Well, maybe I’ve been unclear about that, but having tuesday and wednesday off instead of saturday and sunday wouldn’t bother me a bit.
And it wouldn’t bother me to have the days float week to week either, Nor would it bother me to not get a weekend, every now and then, when business is strong.
But, a day or two off each week (to do laundry, shop for groceries, mow the lawn, etc) is what living is all about, yanno?
And the way everyone makes it sound , it would be 10/8/18/8… for 3-4 weeks solid, followed by aperiod where the phone just doesn’t ring…And I’m not sure i can be that flexible.
The guy running the hiring session said it was typically 5 years to get off the extra board, and into some routine.
Gates, don’t sweat it! There are options. Don’t burn any bridges at yer ole job. If it sucks go back. The RR blows at first, then it still blows, but, you will work it out and find time. You figure it out…trust me. I wouldn’t be so worried about my schedule as much as if I would be able to hold and what I would be able to hold over the winter. As far as turnin’ and burnin’ you will get to the point that you become a little greedy and want to turn. We have an option on the computer at work (remote too) to see what kinda pay we have accumulated for the half. When you see that little number start growing, you don’t wanna stop. Pretty soon at the end of the half, you’ll want to get called on duty before 00:00 to get one more ticket on that half. You don’t wanna make a habit of it (don’t know what N.S. attendance policy is like), you can layoff. If you are on a guarenteed board, it will affect your guarentee. I say screw it…go for it! If you are gonna take the plunge, do it now and get your seniority established. It’s all we got out here.
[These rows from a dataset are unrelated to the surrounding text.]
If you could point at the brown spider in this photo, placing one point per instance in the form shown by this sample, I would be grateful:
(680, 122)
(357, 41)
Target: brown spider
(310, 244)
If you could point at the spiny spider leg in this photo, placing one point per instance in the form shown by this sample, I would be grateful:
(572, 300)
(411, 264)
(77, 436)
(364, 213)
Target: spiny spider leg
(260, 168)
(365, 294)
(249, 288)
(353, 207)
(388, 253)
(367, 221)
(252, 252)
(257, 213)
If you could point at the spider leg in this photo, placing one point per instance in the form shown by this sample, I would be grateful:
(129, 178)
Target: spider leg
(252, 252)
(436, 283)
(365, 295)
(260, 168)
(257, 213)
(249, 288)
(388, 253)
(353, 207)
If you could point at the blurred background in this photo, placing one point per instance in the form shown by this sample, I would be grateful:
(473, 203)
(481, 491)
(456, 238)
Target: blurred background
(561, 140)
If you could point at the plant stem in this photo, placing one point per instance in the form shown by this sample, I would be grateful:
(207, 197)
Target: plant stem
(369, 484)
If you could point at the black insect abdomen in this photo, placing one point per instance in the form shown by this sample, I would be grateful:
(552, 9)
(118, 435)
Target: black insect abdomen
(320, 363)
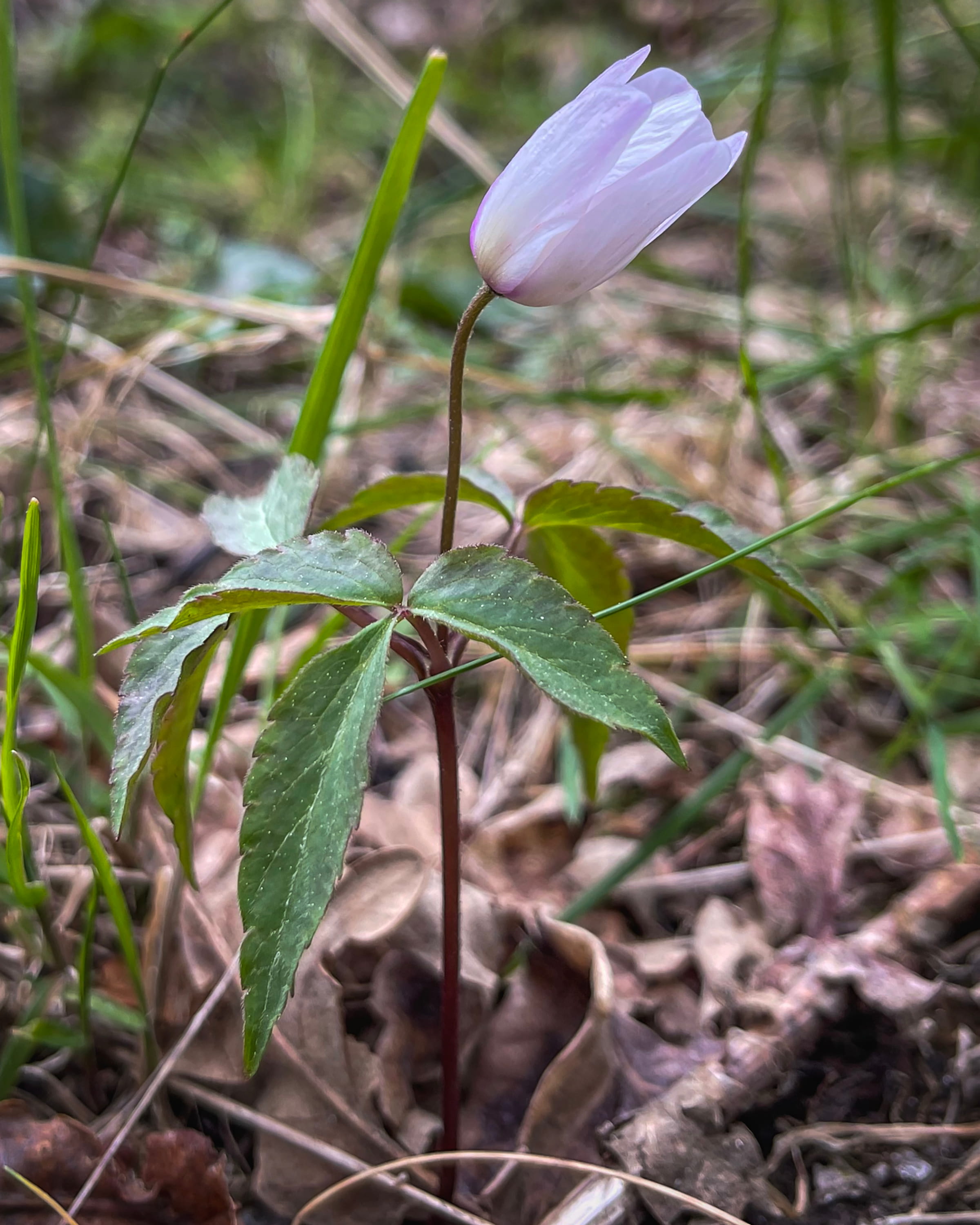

Thanks for the positive thoughts,…yeah, I can be greedy too, so that is a definite UP side… [:)]
And, working a train could be a fun job .
i think they got some kind of agreement with the employees here locally where they pay you by the trip and not by the hour, which sounds “dangerous”… like I could be spending an extra 4 hours/day sitting in clogged sidings not getting paid for it. Cause I’m sure the “trip pay” is factored on a 8 hour shift, and if you spend 12 that’s just tough for you,…which…again is one of those things that wouldn’t be unmanageable in limited doses, but as soon as it became a regular bit, it would get annoying.